Occasionally the original text may need to be changed where an inconsistency in the original manuscript has escaped the Italian publisher. Leonardo, temporarily imprisoned in a cage with an elephant, notices that the man slashing branches off trees with a ‘roncola’ (billhook) to feed the elephant has lost three fingers from his left hand. More than a hundred pages later Leonardo takes the same knife from the man, but by now it has become an ‘ascia’ (hatchet), which is what it must have been from the beginning, since its other function throughout the story is chopping off fingers against the flat surface of a table or desk: impossible with a curved instrument like a billhook.
Sometimes a footnote may be useful where something familiar to an Italian reader may be obscure in English. On p 113, Leonardo plans a Christmas present for a boy of twelve: ‘his first thought had been a book by Salgàri then, thinking [the boy] would not have much use for it, he had added a small box of tools’. The books of Emilio Salgàri (1862-1911) have never been much read in English, but Wikipedia tells us he was an immensely popular (if ultimately tragic) author of action-packed adventure stories, revered to this day “as the father of Italian adventure fiction and Italian pop culture and the ‘grandfather’ of the Spaghetti Western.” In this case no footnote was added to distract the reader as the Christmas present is not mentioned again.

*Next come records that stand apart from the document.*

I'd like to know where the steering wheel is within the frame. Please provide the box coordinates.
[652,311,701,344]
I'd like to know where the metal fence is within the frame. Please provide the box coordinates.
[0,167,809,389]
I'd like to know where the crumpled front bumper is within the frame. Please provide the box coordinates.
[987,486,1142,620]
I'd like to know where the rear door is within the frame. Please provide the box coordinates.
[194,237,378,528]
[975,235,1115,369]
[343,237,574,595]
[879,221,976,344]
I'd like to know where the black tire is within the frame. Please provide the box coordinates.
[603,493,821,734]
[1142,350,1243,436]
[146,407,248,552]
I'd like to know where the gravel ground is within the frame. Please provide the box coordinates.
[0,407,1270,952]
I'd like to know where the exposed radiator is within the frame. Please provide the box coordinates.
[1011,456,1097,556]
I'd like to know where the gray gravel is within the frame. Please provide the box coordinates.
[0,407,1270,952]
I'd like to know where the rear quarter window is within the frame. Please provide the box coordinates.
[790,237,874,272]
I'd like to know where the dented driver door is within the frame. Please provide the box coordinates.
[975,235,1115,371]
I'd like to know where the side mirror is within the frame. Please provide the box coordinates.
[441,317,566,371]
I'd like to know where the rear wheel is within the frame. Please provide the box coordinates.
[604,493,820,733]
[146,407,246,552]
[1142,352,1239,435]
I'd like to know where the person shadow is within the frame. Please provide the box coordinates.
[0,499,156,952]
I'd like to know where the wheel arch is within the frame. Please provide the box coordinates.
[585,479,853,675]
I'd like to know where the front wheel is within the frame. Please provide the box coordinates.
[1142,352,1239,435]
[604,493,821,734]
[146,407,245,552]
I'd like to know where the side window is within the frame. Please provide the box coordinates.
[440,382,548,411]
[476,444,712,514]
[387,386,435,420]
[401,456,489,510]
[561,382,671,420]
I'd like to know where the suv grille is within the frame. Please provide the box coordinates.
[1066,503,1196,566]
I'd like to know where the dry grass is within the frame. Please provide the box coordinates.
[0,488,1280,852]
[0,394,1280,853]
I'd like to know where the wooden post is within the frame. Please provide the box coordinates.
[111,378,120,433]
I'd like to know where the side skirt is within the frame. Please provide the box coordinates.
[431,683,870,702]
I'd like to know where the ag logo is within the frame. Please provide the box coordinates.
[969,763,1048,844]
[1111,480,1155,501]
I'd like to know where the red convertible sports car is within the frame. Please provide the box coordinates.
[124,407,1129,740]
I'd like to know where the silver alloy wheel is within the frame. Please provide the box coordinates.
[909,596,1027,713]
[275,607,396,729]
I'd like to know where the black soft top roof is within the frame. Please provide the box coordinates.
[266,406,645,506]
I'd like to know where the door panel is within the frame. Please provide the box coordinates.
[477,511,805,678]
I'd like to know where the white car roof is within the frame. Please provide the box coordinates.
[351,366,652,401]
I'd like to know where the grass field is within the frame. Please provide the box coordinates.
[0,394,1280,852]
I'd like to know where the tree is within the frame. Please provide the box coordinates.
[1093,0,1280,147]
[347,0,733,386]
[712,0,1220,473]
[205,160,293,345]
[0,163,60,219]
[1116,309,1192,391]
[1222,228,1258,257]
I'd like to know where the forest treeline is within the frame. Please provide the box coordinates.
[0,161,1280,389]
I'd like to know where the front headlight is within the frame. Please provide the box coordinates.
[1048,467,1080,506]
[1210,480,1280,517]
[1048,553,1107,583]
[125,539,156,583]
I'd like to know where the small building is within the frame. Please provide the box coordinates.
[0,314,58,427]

On pp. 317-18 Leonardo quotes for his friend Clarisse an inspirational poem written by a woman ‘a century and a half ago’. Longo does not name the writer so a footnote to the text by the translator would be intrusive, but I have identified her as Anna de Noialles (1876-1933), a French poet of mixed Rumanian and Greek extraction, though I made my translation (‘When I see minds that have no pride’, etc) directly from Longo’s Italian.
Many thanks to Barry Forshaw and Silvester Mazzarella.